A blue ribbon commission formed to look at the use and life of the existing Cumberland County Civic Center has concluded that a new, larger civic center would best be built on Congress Street with hefty public financing. Specifically, the commission recommends giving each county the authority to levy a 1 percent tax on meals and lodging, a local option tax that could easily buy a new civic center.

The Cumberland County Civic Center is outdated and too small to regularly draw premium performers or to keep the Portland Pirates interested in staying so it’s understandable to consider a new 8,500 seat facility in downtown Portland. The blue ribbon panel estimates the arena will cost as much as $60 million to build, with $4.5 million annual payments.

A 1 percent tax increase on meals and lodging in Cumberland County would be enough to make those payments and earn another $1.5 million for as yet undesignated county expenses each year. If other counties exercise the option to increase the sales tax, earnings could be in the millions.

The idea of taxing meals and lodging is popular because as much as 30 percent of these purchases are made by out-of-staters. While it’s good to have tourists help pay our bills, that leaves the remaining 70 percent of this new tax paid by Mainers, the very people looking for tax relief.

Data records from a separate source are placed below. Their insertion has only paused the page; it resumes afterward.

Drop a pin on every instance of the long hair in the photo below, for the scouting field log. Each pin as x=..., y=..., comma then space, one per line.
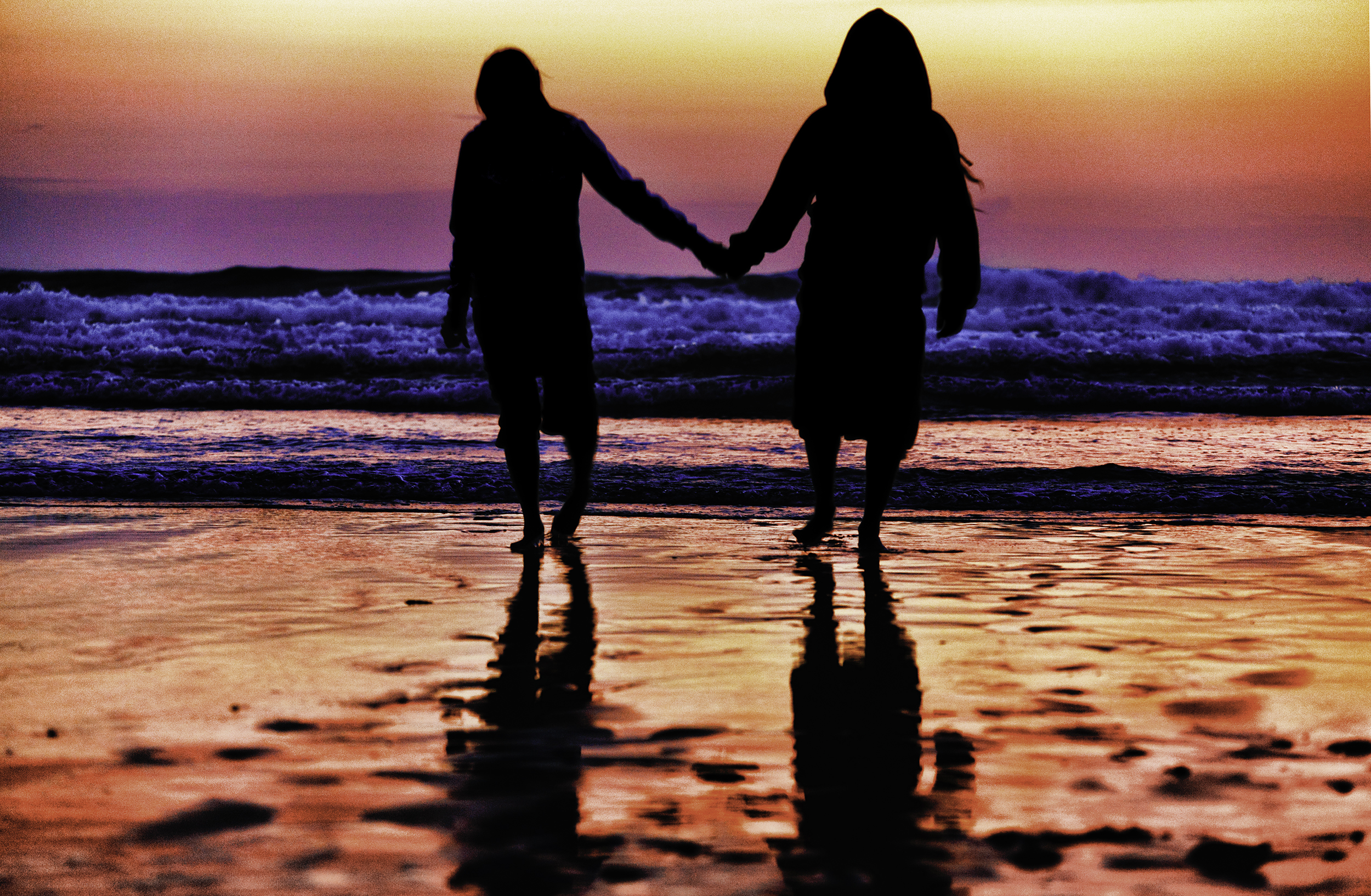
x=881, y=76
x=511, y=86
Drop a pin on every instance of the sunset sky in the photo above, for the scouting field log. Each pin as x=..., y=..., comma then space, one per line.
x=1213, y=139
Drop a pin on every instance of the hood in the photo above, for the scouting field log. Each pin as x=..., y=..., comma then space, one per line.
x=879, y=67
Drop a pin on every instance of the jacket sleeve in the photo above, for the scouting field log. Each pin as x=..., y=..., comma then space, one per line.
x=959, y=239
x=788, y=201
x=461, y=224
x=631, y=195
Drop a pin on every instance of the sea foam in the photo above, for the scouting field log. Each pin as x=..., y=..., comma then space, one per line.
x=1035, y=340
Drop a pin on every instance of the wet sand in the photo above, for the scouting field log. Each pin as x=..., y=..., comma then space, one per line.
x=377, y=700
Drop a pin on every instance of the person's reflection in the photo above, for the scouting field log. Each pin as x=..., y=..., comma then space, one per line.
x=517, y=835
x=857, y=752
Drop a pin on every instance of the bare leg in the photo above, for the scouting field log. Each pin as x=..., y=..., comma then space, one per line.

And, if this new tax works so well it could become a permanent funding mechanism for expensive projects – public and private. Where would it end?

The blue ribbon commission’s recommendation for this sales tax increase was made just last week with a matching recommendation for the governor to include it in his tax reform package due out this week. That’s pretty quick and, while individual tourists probably won’t object, it leaves little time to really figure out what the added tax might do to discourage convention bookings or cool Mainers’ desire to dine out or vacation in-state. Especially if the Cumberland County Civic Center project prompts the first of multiple local option tax increases.

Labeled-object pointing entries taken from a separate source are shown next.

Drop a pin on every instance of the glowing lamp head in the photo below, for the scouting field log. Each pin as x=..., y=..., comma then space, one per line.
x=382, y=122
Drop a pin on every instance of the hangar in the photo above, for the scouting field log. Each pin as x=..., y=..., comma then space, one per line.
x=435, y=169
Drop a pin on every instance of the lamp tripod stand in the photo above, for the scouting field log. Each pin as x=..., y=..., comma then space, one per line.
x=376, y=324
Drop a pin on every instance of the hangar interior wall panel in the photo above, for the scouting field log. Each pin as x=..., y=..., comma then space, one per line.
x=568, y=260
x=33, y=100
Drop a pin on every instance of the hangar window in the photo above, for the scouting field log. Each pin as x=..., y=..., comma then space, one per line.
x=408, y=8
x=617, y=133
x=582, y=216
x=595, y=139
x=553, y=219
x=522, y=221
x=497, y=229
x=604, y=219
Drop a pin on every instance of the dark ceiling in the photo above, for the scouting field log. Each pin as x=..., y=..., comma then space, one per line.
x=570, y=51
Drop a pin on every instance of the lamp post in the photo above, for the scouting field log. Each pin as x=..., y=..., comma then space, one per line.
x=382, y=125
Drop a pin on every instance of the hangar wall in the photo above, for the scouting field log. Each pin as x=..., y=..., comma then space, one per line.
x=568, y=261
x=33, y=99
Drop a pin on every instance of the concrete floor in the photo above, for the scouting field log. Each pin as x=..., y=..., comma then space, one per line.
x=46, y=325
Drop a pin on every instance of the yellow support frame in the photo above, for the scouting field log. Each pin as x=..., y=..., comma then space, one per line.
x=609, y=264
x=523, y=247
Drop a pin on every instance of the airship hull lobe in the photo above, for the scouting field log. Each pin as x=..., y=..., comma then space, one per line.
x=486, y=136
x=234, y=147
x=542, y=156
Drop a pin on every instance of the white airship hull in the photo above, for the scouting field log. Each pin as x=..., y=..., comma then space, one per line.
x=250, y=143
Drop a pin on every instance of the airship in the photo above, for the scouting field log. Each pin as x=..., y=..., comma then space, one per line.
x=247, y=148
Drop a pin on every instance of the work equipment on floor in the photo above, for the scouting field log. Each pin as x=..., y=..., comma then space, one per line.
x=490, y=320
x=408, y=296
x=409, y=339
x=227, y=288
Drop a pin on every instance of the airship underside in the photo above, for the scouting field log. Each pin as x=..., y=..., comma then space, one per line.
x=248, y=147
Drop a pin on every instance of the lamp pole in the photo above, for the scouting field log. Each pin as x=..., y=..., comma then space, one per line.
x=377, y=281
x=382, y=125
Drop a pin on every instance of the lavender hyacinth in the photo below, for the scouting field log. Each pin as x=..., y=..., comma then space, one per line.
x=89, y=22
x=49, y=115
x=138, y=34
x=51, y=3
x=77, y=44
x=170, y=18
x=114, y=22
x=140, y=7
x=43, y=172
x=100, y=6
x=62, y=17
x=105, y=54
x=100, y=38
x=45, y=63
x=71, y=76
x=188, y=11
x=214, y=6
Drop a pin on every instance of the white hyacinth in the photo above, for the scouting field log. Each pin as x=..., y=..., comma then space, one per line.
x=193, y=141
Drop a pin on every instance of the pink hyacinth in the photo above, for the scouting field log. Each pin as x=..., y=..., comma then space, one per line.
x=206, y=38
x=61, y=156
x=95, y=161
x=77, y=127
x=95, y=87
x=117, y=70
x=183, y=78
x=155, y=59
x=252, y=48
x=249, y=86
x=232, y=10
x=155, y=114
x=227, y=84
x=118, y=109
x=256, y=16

Building a new civic center is certainly a worthy project, one that could increase the Portland arena’s annual cash flow by as much as $800,000, but only if citizens and tourists repay construction loans. Sounds like an ideal situation for the arena, one that any private developer would be eager to share. And that’s the problem. Asking taxpayers to fund private projects, even if the economic development potential is great, must be a sparing request, especially now when private borrowers have access to such favorable interest rates.

Cumberland County doesn’t have to increase the sales tax to build a new civic center. It could seek private investors and/or levy a surcharge on each of the hundreds of thousands of hockey and concert tickets sold each year, asking civic center guests to fund a replacement arena instead of turning to taxpayers who have already said they can’t afford to pay another tax.